Of course, Beck's charismatic contributions aren't the only dramatically elevated features. Truth towers above nearly every other one of the British icon's records due to the cohesiveness of its songs and chemistry shared by the band members – as well as several choice guests. The full measure of Waller's foundation-busting percussive thunder, for example, can now be enjoyed without limitations. Ditto Wood's steadying rhythms, and the grit and grain present in Stewart's deliveries. The latter's fabled combination of ragged looseness, soulful shouting, and organic rasp first make their appearance on Truth – and would soon help him land his gig with the Faces, not to mention catapult him to global stardom.

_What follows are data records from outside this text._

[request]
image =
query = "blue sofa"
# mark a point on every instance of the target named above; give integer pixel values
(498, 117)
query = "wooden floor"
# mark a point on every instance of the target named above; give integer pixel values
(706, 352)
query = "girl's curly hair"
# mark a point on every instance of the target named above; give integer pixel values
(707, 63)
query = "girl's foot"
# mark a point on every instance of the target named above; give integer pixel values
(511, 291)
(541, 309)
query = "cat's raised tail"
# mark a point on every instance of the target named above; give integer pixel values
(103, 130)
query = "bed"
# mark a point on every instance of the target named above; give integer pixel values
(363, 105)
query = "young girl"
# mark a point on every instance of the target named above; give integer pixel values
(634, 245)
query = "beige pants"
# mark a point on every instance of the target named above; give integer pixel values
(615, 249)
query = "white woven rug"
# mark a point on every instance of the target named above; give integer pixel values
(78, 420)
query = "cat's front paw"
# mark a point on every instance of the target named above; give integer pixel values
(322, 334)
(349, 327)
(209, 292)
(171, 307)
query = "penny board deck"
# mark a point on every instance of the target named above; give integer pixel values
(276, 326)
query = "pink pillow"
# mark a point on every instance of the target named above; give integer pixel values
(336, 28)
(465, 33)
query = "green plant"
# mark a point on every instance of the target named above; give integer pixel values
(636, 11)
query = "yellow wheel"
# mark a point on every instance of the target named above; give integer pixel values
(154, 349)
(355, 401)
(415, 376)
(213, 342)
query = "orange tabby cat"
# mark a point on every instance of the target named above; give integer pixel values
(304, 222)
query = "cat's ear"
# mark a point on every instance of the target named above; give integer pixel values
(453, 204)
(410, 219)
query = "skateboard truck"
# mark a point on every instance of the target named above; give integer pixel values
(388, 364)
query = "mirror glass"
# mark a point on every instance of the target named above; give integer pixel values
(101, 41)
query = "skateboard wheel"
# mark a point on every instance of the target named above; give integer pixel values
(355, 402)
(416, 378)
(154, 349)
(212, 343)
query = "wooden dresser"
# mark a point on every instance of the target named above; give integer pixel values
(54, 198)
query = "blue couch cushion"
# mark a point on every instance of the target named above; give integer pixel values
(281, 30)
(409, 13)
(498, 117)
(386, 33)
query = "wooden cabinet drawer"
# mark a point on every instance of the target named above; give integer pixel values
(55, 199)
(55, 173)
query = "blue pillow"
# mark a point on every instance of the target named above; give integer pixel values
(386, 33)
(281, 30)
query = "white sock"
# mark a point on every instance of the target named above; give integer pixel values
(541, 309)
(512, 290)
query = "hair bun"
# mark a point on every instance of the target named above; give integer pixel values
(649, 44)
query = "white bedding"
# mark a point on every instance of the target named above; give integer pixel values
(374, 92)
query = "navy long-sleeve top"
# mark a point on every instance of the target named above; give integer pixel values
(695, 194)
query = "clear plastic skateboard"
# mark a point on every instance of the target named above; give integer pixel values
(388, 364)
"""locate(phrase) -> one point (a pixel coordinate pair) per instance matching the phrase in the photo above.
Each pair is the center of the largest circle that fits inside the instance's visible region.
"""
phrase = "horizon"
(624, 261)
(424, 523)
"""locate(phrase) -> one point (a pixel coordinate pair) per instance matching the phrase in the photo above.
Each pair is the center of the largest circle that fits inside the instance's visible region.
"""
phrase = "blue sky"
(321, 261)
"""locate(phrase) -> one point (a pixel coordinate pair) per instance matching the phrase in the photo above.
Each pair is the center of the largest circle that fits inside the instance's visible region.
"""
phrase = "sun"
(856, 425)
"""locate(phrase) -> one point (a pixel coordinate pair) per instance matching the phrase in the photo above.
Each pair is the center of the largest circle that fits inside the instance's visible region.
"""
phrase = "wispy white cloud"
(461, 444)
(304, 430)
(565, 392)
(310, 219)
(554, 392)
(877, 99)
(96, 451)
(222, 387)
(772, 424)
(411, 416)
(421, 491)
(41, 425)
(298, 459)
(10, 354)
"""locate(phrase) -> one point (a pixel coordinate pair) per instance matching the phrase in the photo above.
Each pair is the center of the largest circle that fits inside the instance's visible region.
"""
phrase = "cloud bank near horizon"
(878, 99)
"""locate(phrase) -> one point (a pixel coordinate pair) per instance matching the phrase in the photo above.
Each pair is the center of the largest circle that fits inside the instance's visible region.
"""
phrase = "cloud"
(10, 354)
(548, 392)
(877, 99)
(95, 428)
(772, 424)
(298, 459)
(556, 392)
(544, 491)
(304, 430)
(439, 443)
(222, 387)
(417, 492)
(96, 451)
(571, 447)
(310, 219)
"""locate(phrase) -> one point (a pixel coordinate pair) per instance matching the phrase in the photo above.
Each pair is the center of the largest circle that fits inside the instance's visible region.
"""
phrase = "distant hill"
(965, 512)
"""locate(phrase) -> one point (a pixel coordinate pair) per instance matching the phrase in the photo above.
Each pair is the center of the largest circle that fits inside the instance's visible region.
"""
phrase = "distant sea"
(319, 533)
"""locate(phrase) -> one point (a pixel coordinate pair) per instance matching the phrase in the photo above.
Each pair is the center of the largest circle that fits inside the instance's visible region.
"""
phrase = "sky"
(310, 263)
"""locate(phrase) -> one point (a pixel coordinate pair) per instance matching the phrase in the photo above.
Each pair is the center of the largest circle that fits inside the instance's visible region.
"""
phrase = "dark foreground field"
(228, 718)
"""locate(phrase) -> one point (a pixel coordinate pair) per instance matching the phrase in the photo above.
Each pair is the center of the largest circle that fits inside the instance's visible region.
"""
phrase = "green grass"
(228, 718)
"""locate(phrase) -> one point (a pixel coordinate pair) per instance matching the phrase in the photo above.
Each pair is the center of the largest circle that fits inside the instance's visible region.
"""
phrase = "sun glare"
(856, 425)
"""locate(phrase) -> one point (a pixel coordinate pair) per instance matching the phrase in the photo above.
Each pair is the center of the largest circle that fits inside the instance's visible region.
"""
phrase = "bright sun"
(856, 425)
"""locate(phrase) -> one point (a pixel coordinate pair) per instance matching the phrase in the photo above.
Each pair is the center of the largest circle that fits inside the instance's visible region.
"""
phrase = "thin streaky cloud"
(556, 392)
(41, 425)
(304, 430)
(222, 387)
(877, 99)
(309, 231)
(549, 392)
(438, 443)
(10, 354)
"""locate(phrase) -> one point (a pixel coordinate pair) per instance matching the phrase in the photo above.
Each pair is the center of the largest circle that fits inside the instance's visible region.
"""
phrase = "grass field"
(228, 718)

Such commercial success may have eluded Truth, yet few platters remain more revered by listeners, critics, and fellow musicians. Considering it also involves Rolling Stones session/touring pianist Nicky Hopkins, Zeppelin guitarist Jimmy Page, Zeppelin bassist John Paul Jones, and Who drummer Keith Moon – and includes a roof-shaking rendition of Willie Dixon's "You Shook Me" that inspired Page, given Zeppelin included it on its debut months later – the sheer importance and scope of Truth cannot be over-exaggerated. Neither can the brilliance of the performances or inventiveness of Beck's approaches.
He slyly traces back to his days in the Yardbirds with an acrobatic rendition of "Shapes on Things" that opens the album and puts listeners on notice that things have changed. Slow, chilling interpretations of "Morning Dew" and "Ol' Man River" ache with regret. A solo acoustic version of the traditional "Greensleeves" conveys grace and delicacy, while Beck and company demonstrate they can turn on a dime the very next moment with "Rock My Plimsoul." And that's saying nothing of Beck's signature piece, the wordless "Beck's Bolero," a tense powder keg further ignited by Page and Moon, with the latter yelling halfway through and smashing the microphone, leading to what you can now hear in stellar clarity – a tidal wave of cymbals dominating the percussion.
By itself, the song justifies Truth, as does the seven-and-half-minute "Blues Deluxe," which stands up with any blues from any era, and showcases Hopkins' massive personality on the 88s. And lest we forget, Beck turns his guitar into a carnival of animal and human voices on "I Ain't Superstitious," with Stewart responding to every one. From start to finish, there's not a single lapse. And that's the straight truth.